J3/97-153
Date:       15 Apr 97
To:         J3
From:       Richard Maine
Subject:    Proposed Specs and Syntax for System Arguments
References: J3/97-154

This paper proposes specifications and syntax for system
arguments.  A draft was circulated earlier on comp.lang.fortran
and on the x3j3 mailing list.  I have made several revisions
based on the comments received about that draft.  The main
revisions were: added discussions about C interop; increased
attention to Posix in several areas; and a few name changes
(and spell-checked it).

I avoid the prejudicial use of the term "command line"; the term
"system argument" seems more neutral.  It is left up to the
system to determine what constitutes a system argument.  (With
one minor exception; we specify that the command name, if any, is
effectively the 0'th argument.  If something on this isn't
specified, code portability could be hindered by some systems
making it the first argument and some systems not.)  The specs
and syntax are simple enough that it seems worthwhile to address
them in one paper.

ARGC/ARGV

The C interopability TR (J3/97-154) includes the ARGC/ARGV global
variables for access to system argument information.  This could
be considered to at least minimally meet the requirement for
access to system arguments.  My first draft of this proposal did
not adequately consider this question.

After some study of the C interopability TR, I conclude that
something additional is needed to provide a facility that is
simple to use in a pure Fortran environment.  The ARGC/ARGV
definition is driven by C interopability issues.  Whereas I agree
that C interopability is an issue of great importance, the
requirement for system arguments exists even for purely Fortran
programs that would not otherwise use the C interopability
features.  Such a user would likely find it strange to have to
use the C interopability features.

Although the C interopability version is appropriately designed
to fit naturally with existing C interfaces that expect
ARGC/ARGV, it is fairly complicated to use for simple purely
Fortran things.  I argue, therefore, that we need two interfaces
to the system arguments - the C interopability one plus the
one proposed in this paper.

Admittedly, it would not be horribly difficult for the user to write
a short subroutine to provide a simpler interface to the information
in ARGC/ARGV.  But it seems worthwhile to standardize this instead
of forcing each user to write his/her own.  I propose that both
interfaces be made available so that a program could use either
or even both in the same program.

The following simple example serves to illustrate my point that
the ARGC/ARGV interface is complicated to use for simple needs.
Posit a program that wants exactly 2 system arguments, perhaps
input and output file names.  Assume the arguments are just
character-valued for simplicity.  The following is my best quick
attempt to do this using the C interopability ARGC/ARGV.  (I
think it's close, but I might have missed something exactly
because it is fairly complicated, bringing in a lot of stuff that
seems peripheral to what I'm trying to do).
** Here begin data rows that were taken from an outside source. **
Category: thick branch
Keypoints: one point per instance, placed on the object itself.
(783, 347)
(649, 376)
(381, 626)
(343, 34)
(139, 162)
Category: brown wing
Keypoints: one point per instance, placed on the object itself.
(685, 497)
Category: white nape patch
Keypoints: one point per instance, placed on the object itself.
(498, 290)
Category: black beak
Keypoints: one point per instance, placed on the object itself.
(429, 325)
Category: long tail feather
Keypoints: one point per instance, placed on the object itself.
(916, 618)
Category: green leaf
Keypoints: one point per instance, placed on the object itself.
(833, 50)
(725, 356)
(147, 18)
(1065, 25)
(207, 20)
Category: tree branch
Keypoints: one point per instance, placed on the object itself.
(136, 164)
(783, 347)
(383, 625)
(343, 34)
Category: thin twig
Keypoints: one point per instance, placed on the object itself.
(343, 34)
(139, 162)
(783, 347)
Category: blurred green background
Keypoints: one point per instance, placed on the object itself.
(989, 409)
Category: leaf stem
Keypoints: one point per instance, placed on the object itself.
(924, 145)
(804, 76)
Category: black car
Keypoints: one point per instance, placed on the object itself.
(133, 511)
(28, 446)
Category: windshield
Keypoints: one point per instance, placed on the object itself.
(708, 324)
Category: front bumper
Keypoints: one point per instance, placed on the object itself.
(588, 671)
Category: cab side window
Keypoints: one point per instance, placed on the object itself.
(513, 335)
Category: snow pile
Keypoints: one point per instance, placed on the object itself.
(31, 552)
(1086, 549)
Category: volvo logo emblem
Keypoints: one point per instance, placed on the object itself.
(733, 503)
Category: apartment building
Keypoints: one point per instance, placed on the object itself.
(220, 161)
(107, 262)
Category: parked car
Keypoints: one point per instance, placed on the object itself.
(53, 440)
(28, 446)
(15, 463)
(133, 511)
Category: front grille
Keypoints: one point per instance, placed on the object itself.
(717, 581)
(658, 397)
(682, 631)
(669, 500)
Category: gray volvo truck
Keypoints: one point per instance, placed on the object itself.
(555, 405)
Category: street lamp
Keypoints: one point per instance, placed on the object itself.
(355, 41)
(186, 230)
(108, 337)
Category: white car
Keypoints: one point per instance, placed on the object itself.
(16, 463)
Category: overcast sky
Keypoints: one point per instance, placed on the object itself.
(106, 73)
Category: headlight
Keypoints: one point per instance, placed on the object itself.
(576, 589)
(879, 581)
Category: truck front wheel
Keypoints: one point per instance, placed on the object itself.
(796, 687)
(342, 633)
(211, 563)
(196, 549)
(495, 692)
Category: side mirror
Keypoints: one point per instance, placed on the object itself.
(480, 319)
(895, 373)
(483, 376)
  use iso_c   !-- of course
  character(128) :: input_name, output_name  !-- for the final results.
  type(c_char_ptr) :: arg_ptr

  if (argc /= 2) call oops("Wrong number of args.")
  arg_ptr = c_dereference(argv, arg_ptr)
  input_name = c_dereference(arg_ptr)
     !-- I'm assuming that char(kind=c_char) is the same
     !-- as default character kind; otherwise I'd give up.
  argv = c_increment(argv)
  arg_ptr = c_dereference(argv, arg_ptr)
  output_name = c_dereference(arg_ptr)

This ought to work (I think), but I certainly find it hard to
follow (and I had to carefully study the C interop paper while
writing this code).

POSIX 1003.1 and 1003.9

I've never actually seen a copy of Posix 1003.1, so I hesitate
to say much specifically about it.  I have at one point seen
at least drafts of Posix 1003.9, but I don't seem to have saved
them anywhere that I can still find.  In my judgment, Posix 1003.9
is a failed standard (and thankfully so).  It never received ISO
approval and appears to have no active development and little user
support.  There are certainly some users, but I feel safe in
characterizing the user base as small.

I do not, therefore, feel constrained to adopt the Posix 1003.9
binding, although we should certainly use it as a source of
ideas.  There are Fortran 90 features that allow us to make
significant improvements over the Posix 1003.9 bindings.
Specifically, optional arguments can find good application
here, and modules allow us to choose more legible names without
unacceptably polluting the global namespace.

I have, however, used Posix 1003.9 as a guideline by adopting
its approach on issues where there was no substantiative
reason for change.  This draft reflects several small changes
to follow that philosophy.  (One example is in the treatment
of invalid values for the argument number).

It seems reasonable to express this proposal as a binding to the
appropriate functionality in Posix 1003.1.  If someone gets a
copy of Posix 1003.1, then we can look at that.  However, I'm
not going to propose that we list something as a normative
reference unless I actually read the relevant portions that
we are referencing.  I also would not want to restrict this
proposal to Posix systems; there exist several systems of
significant interest that make no claim to Posix conformance.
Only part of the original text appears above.